DIA Gathering participants take part in Collaborative Art, one of a number of workshops offered during the Gathering.

The Dominican artists spent much of their time attending DIA meetings and art workshops. During the business meeting on July 28, DIA members elected the 2017-2018 Board of Directors: Pat Daly, Associate, (Peace), President; Sister Ann Marie Santen, OP, (Sparkill), Vice President; Sister Aneesah McNamee, OP, (Adrian), Secretary; Sister Joella Miller, OP, (Adrian), Treasurer; Judith Smith, an Associate (Peace), Membership; and Friars Rudolf Loewenstein, English Province, and Joseph Kilikevice, OP, Central Province, Members at Large.

Father Rudolf presided at the closing Liturgy on July 28. In her reflection, Sister Barbara Cervenka, OP, (Adrian) noted the diversity of artists at the gathering: poets, musicians, painters, photographers – focusing on Jesus, the storyteller.

“Jesus seemed always engaged by the mystery at the heart of things,” Sister Barbara said. “He noticed the preciousness of a single bird and the fleeting beauty of flowers. He urged his disciples to see, to pay attention, to live in a world where the miraculous bloomed in the everyday, where God’s presence was so palpable that everything spoke of it.” Artists, she added, “are invited to inhabit and share that world. … We are called to notice and hear the word of God spoken and writ large on the face of the earth.”

At the end of the Mass, Sister Janet Wright, OP (Adrian), painter and art teacher, received the Fra Angelico Award, the highest honor that the DIA bestows on its members.

Sister Janet Wright, OP, with the Fra Angelico Award.

In making the presentation, Sister Barbara Schwarz, OP (Amityville), President, said that Sister Janet’s paintings “reflect the voice of God found in nature. Painting is her passion, and spirituality is very much woven into her art.” Sister Janet’s paintings can be seen throughout the Adrian Dominican Motherhouse, and one of her paintings, of corn, adorns the second volume of Adrian Dominican history, Seeds Scattered and Grown, by Sister Nadine Foley, OP, former Prioress of Adrian, who died in May 2017.

Sister Barbara also mentioned Sister Janet’s dedication to teaching art. “For almost four decades, she nurtured the love of art in high school students and for the past 14 years she offered weekly painting classes to the Sisters of Mercy,” Sister Barbara said. In addition, Sister Janet has been active in the DIA, serving on many planning commissions for the Gatherings.

Sister Mary Boyce, MM (Maryknoll), received the Spirit Award for her service to the DIA. Sister Mary “has been educating and empowering the poor in the United States and in foreign missions,” said Sister Mary Pat Reid, OP (Caldwell).

Sister Mary Pat compared Sister Mary’s devotion to the poor to that of Sister Dorothy Stang, a Sister of Notre Dame de Namur, who had been killed in the Amazon Rainforest in 2005, defending the rights of the local people.

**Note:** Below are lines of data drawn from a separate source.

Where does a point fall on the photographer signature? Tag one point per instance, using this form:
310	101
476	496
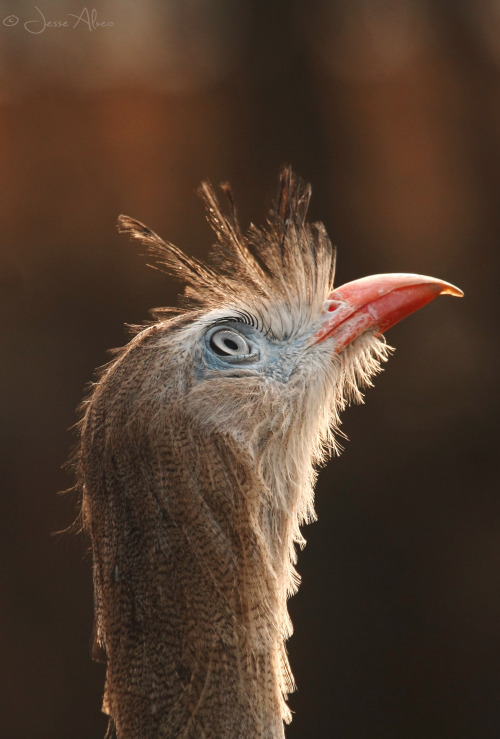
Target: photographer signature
87	18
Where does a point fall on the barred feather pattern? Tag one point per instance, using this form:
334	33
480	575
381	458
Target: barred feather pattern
193	493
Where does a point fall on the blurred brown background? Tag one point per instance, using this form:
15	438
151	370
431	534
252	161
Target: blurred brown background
392	111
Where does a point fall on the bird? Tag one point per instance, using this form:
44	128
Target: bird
198	453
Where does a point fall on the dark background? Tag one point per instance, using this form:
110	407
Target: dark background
392	111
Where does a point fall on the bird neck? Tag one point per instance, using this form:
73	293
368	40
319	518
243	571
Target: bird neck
192	608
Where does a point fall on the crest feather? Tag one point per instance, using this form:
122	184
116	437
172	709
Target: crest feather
288	260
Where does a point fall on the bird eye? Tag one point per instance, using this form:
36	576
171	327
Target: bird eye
229	343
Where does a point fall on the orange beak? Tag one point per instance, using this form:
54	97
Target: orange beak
375	304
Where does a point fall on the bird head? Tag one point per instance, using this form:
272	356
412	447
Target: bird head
267	352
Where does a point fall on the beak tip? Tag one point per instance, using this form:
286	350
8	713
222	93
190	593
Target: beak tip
452	290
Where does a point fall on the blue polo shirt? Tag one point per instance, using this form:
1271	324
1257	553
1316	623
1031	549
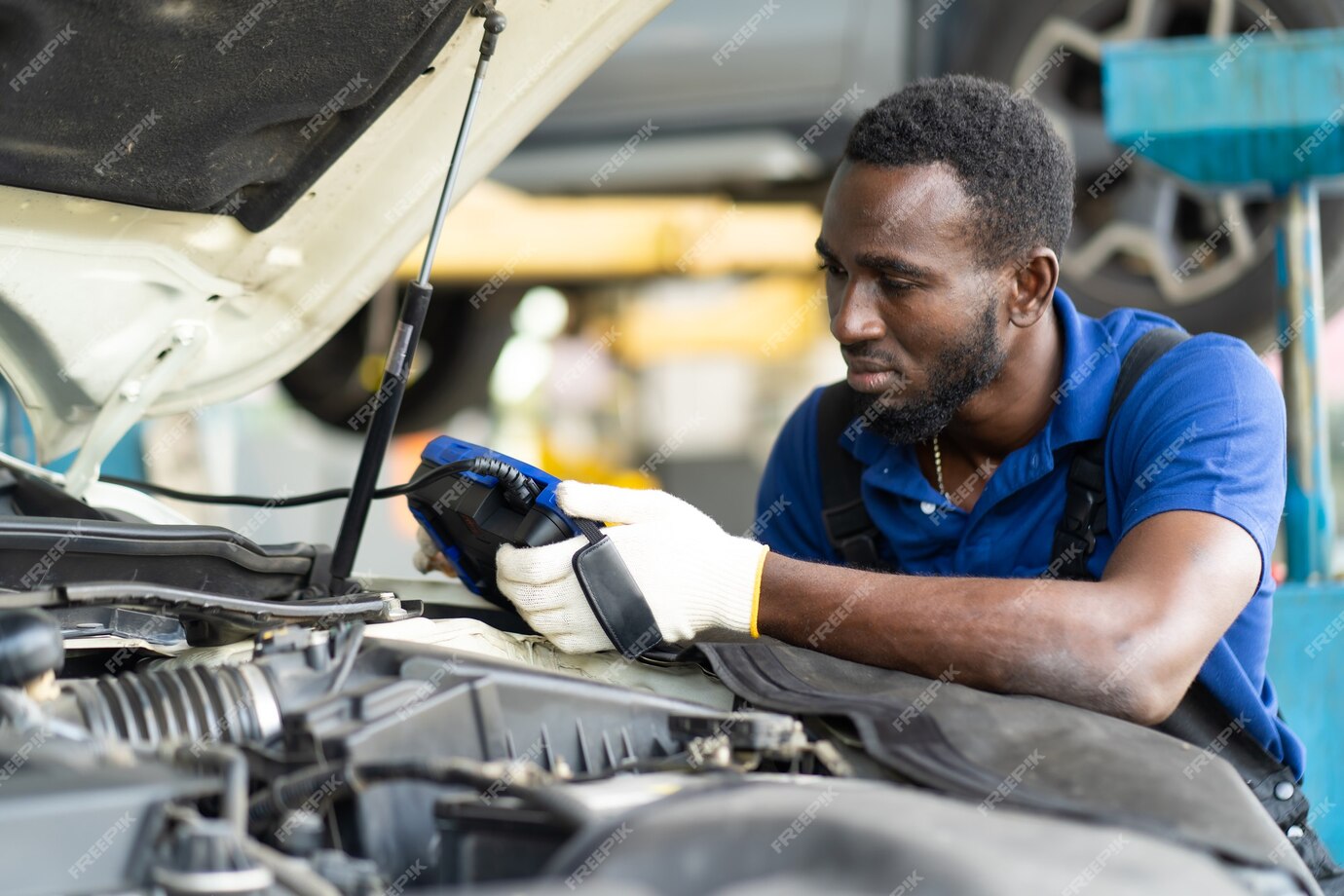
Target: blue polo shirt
1203	430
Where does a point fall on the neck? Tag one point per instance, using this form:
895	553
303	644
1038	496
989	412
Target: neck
1016	404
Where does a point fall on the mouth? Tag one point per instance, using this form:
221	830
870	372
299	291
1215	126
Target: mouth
873	381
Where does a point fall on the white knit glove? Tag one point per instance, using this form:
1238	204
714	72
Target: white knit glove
697	579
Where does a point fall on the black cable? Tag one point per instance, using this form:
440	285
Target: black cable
508	475
322	783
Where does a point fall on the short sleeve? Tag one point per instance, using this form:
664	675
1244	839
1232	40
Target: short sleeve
789	500
1205	430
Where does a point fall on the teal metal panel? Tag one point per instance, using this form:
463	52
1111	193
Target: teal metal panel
1255	108
1307	665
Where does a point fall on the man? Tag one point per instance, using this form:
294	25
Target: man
975	383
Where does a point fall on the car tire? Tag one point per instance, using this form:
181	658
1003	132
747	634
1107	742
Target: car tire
1237	298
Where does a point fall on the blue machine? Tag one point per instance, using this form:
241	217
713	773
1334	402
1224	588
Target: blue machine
1265	110
470	513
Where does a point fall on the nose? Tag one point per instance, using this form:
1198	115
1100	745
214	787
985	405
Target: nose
855	319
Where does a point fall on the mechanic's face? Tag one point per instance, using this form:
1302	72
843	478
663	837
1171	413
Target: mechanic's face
915	315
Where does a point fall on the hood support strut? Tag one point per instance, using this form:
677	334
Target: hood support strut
382	407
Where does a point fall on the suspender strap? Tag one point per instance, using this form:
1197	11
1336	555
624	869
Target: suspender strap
1085	493
849	530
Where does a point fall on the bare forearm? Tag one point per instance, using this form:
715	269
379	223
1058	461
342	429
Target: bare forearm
1062	640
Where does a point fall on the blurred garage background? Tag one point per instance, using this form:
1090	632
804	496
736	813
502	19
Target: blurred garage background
633	298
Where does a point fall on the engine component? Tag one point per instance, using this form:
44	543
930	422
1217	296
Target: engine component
233	704
205	857
30	647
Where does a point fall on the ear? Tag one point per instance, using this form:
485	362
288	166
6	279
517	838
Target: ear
1032	286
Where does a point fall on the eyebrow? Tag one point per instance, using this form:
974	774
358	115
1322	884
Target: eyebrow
879	262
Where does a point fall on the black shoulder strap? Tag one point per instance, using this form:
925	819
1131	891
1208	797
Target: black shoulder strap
1085	493
849	530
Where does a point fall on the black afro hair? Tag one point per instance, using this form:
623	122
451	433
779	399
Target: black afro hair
1005	153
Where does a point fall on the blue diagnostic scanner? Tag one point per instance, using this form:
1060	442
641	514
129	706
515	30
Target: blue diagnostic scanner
470	513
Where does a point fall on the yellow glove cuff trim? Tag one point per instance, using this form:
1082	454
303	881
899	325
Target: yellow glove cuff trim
756	595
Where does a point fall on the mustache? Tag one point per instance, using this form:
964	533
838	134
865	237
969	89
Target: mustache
867	355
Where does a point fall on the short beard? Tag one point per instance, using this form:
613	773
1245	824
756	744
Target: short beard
958	372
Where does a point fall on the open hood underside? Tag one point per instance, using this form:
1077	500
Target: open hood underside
316	131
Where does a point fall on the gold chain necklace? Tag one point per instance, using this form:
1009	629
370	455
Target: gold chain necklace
937	467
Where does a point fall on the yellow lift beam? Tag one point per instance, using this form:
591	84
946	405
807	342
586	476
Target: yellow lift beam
501	231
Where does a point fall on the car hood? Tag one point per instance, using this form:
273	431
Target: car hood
194	201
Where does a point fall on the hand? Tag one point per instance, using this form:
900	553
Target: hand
699	580
428	556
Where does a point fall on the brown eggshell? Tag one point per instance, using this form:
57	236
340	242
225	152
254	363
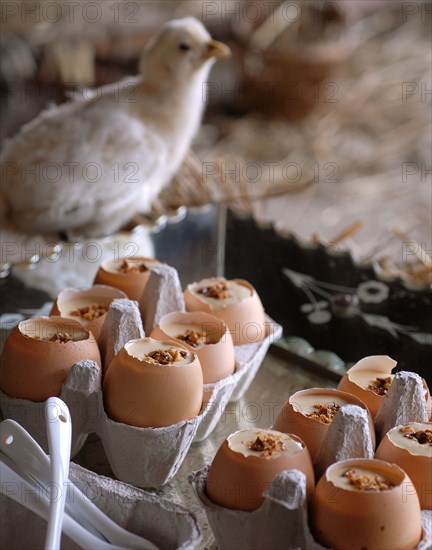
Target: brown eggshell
149	395
36	369
133	284
236	481
379	366
107	293
217	359
418	468
312	431
245	319
380	520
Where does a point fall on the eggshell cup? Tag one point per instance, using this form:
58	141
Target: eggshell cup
310	430
245	319
35	369
379	366
352	519
238	482
96	291
148	395
417	467
218	359
133	284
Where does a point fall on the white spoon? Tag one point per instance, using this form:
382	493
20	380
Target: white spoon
59	430
18	444
29	497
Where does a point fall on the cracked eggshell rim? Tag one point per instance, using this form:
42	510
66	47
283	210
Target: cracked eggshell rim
238	316
133	284
103	291
417	467
146	395
37	369
237	482
382	365
218	359
312	431
344	519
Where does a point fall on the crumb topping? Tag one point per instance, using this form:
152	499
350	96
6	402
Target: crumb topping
218	290
324	412
367	482
165	357
131	266
193	337
423	437
266	444
88	313
58	338
380	386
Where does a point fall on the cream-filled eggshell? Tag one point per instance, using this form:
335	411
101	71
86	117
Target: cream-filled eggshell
293	416
35	368
70	301
238	475
148	394
348	518
132	283
360	378
241	308
216	354
413	457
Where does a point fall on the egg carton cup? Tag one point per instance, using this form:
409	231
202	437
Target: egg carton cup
163	294
145	457
249	358
166	524
281	522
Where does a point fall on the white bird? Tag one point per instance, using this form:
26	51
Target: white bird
93	163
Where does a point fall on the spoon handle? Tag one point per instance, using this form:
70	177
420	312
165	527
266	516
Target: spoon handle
59	429
19	488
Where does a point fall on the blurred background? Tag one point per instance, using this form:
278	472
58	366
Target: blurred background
332	98
318	126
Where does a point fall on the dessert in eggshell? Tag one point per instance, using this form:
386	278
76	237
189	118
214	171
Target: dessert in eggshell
235	302
248	461
309	413
127	274
39	354
151	384
363	503
206	335
410	447
370	379
89	306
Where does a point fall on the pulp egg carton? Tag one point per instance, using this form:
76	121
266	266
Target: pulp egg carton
146	457
166	524
282	520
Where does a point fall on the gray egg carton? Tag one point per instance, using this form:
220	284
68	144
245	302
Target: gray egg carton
166	524
282	521
145	457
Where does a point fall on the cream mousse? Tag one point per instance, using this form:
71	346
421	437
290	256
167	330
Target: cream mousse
152	351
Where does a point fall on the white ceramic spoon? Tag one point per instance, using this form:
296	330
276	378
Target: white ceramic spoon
59	430
28	496
19	446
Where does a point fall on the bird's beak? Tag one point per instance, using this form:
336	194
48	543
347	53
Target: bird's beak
216	49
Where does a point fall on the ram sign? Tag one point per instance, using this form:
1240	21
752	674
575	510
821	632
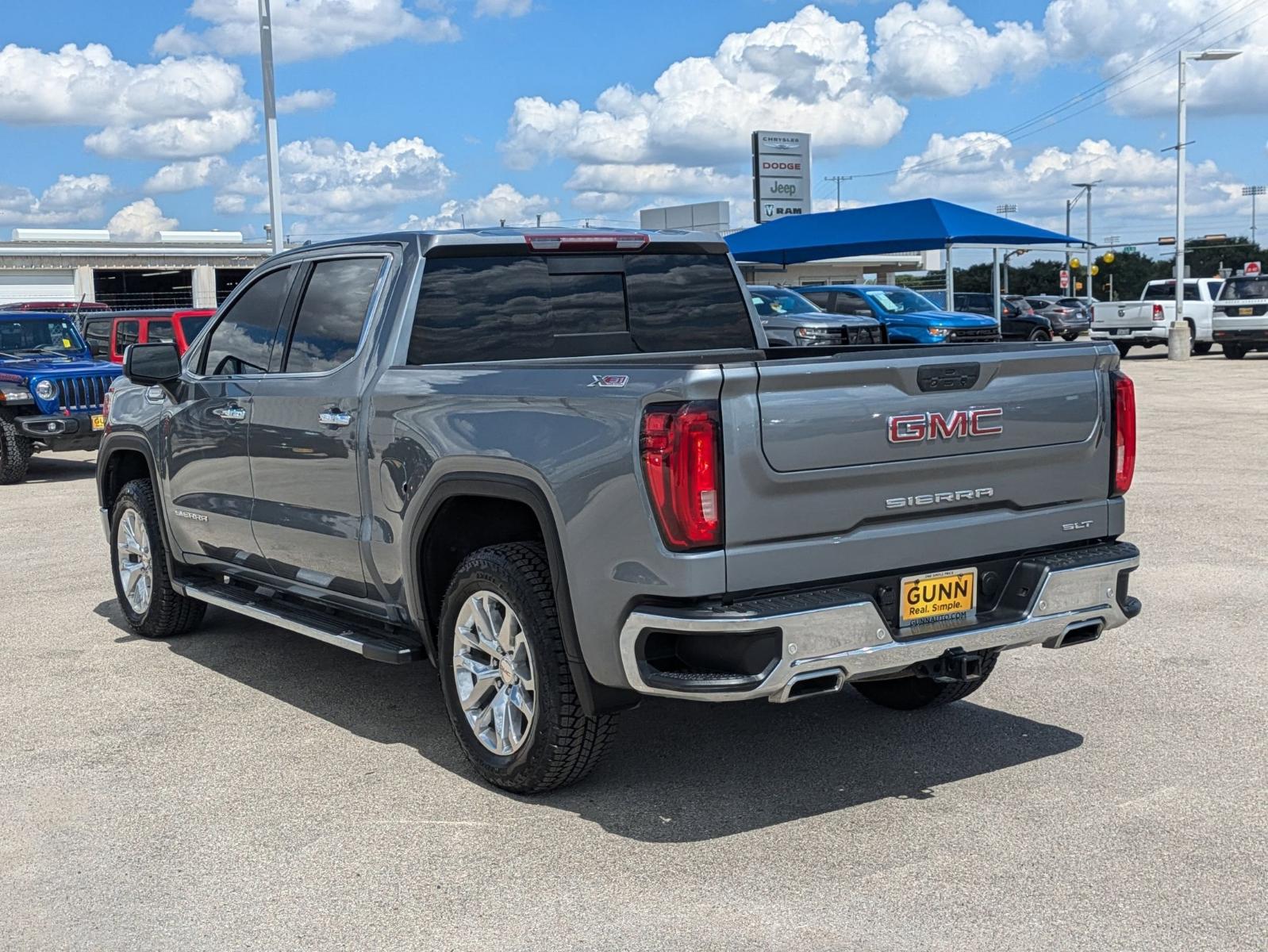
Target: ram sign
782	174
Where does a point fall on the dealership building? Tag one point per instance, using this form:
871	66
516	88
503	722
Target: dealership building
182	269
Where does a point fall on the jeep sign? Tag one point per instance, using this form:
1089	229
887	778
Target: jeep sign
782	174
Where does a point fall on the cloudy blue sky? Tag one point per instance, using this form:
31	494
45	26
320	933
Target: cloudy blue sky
144	114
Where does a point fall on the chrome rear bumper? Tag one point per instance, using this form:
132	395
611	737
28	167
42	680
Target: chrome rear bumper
841	634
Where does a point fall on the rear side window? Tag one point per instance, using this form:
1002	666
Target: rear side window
126	332
160	332
98	336
332	313
532	305
243	341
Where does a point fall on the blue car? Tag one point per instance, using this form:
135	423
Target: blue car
908	317
51	390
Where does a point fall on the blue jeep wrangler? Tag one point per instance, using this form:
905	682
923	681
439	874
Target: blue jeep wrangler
51	390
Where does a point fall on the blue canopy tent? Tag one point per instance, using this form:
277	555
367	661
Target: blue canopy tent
922	225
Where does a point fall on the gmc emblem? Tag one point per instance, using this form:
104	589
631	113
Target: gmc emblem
914	428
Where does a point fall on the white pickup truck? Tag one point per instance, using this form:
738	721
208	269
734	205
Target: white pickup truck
1143	324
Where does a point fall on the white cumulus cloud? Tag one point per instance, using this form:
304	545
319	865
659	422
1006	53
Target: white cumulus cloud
337	186
808	74
935	50
183	176
69	201
502	203
141	221
173	108
303	29
305	99
502	8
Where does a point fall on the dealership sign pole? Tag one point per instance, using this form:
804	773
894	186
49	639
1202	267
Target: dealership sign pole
782	175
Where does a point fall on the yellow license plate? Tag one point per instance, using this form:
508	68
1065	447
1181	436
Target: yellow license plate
939	597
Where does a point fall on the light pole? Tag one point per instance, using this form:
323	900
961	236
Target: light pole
271	127
1253	190
1007	211
1087	186
1182	59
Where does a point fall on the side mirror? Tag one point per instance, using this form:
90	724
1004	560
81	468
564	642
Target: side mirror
148	364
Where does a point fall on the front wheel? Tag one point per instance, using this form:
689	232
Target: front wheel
911	693
505	676
138	561
14	451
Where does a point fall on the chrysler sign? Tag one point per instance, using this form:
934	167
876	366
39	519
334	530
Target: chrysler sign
782	174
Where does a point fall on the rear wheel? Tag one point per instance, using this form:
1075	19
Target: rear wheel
911	693
14	451
505	676
138	559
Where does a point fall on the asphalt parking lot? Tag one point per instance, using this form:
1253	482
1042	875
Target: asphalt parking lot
245	788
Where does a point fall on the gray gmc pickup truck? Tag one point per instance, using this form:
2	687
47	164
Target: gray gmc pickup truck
566	470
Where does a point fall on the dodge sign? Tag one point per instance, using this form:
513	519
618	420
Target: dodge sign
782	174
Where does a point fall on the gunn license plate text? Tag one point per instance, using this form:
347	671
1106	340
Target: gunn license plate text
939	597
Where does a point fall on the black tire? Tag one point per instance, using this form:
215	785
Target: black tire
563	743
169	612
911	693
14	451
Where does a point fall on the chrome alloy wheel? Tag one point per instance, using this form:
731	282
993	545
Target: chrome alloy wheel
494	674
136	570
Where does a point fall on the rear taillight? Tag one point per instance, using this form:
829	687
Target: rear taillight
681	449
1124	432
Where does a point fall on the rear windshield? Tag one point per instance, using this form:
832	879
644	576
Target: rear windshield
1244	290
1166	292
544	305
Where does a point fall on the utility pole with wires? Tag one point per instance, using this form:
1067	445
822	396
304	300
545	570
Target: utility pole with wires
1253	190
271	127
839	179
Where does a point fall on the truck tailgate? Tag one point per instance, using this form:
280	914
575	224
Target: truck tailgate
837	466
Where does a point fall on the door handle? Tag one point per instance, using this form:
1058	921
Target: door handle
334	417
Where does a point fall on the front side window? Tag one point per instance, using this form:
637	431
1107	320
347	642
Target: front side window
332	313
1244	290
243	341
126	332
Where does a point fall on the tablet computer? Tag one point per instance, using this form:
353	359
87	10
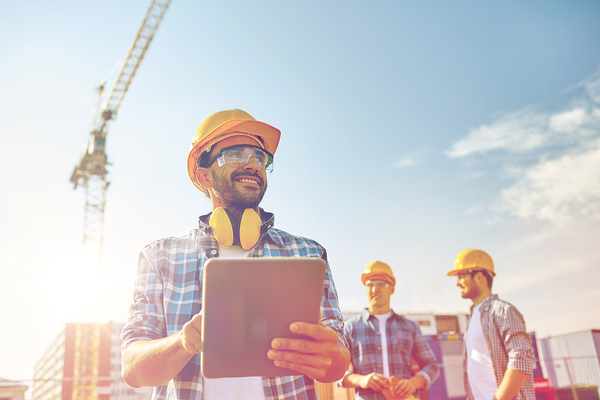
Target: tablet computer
247	302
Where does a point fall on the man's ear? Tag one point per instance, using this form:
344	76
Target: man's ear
203	177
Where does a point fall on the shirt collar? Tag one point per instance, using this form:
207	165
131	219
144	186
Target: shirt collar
365	315
486	303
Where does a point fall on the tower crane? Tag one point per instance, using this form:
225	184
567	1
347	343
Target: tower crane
90	173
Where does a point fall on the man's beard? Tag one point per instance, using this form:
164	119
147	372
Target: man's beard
224	188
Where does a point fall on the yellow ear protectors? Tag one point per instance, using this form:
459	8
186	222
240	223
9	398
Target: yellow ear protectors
229	231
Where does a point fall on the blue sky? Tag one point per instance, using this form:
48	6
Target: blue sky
410	131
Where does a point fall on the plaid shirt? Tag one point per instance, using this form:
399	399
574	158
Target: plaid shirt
404	342
508	342
167	294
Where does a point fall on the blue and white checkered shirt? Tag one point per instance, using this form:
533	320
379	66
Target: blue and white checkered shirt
508	342
167	294
404	342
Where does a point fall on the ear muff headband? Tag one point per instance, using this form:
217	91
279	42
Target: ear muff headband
229	231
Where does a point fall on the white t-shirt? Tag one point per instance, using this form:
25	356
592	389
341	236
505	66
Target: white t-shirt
480	369
382	322
247	388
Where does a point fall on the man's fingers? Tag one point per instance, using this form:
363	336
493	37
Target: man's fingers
191	335
318	332
304	346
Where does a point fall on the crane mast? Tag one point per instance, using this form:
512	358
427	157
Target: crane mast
91	174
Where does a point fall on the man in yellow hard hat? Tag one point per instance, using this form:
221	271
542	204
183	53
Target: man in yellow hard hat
228	160
383	343
498	357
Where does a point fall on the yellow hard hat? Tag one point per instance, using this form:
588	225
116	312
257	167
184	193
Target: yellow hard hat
378	270
472	260
228	123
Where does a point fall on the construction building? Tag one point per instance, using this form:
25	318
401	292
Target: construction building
84	363
12	390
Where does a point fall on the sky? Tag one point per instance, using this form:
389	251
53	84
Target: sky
411	130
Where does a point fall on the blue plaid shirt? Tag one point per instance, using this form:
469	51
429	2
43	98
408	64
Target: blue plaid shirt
404	342
167	294
508	342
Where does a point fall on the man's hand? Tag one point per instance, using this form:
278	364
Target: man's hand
404	388
191	334
308	357
374	381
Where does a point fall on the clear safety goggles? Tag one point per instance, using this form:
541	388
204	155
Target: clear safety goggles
378	284
240	156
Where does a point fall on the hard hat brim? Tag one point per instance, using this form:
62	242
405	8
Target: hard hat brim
455	272
377	276
267	135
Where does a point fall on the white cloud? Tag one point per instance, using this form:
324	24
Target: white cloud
564	182
556	189
518	131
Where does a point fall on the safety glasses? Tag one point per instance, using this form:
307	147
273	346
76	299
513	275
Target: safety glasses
240	156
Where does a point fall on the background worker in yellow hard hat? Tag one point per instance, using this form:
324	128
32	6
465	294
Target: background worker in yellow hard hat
383	344
498	356
229	159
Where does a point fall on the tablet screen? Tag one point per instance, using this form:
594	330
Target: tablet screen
247	302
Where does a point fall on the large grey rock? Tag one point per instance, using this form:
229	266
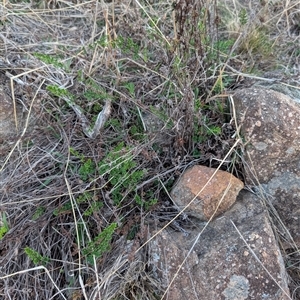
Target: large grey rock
270	124
224	263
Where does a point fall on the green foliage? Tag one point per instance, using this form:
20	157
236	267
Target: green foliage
59	92
53	60
122	172
36	258
87	168
243	17
146	204
4	228
39	212
130	87
88	205
100	244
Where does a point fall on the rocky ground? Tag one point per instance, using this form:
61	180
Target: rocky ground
119	121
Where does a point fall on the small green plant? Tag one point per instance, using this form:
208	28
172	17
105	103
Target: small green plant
122	172
4	228
39	212
36	258
53	60
87	167
57	91
243	17
100	244
147	204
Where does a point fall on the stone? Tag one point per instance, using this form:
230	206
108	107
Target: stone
210	200
270	125
225	262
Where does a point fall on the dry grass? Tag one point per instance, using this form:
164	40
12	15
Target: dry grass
167	76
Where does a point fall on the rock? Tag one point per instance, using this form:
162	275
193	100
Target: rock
215	198
271	126
270	123
222	265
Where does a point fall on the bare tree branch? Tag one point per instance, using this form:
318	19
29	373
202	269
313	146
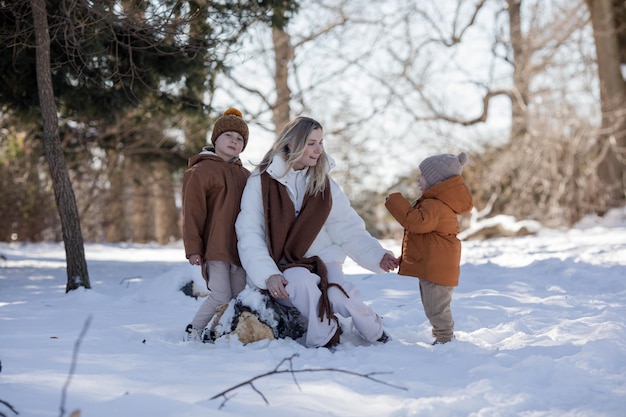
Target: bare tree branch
277	371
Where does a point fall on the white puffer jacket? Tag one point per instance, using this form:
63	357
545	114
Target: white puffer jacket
343	233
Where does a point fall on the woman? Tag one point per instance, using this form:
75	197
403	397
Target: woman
294	231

Sister Nancy Murray, OP (Adrian) had portrayed Dorothy Stang’s life earlier that day.

Sister Mary was also honored for her service to the DIA as Vice President, and for helping whenever asked “with a radiant and open-hearted spirit.”

Dominican Artists from eleven Congregations and the US Central and London Provinces attended this year’s Gathering. One of the highlights of our time together was sitting with each other and sharing our individual art form and talking about what motivated us to create the piece(s). It is in this sharing with each other that we give and receive encouragement, mentoring and affirmation of who we are as Dominican Artists who continue to preach God’s Word through our art.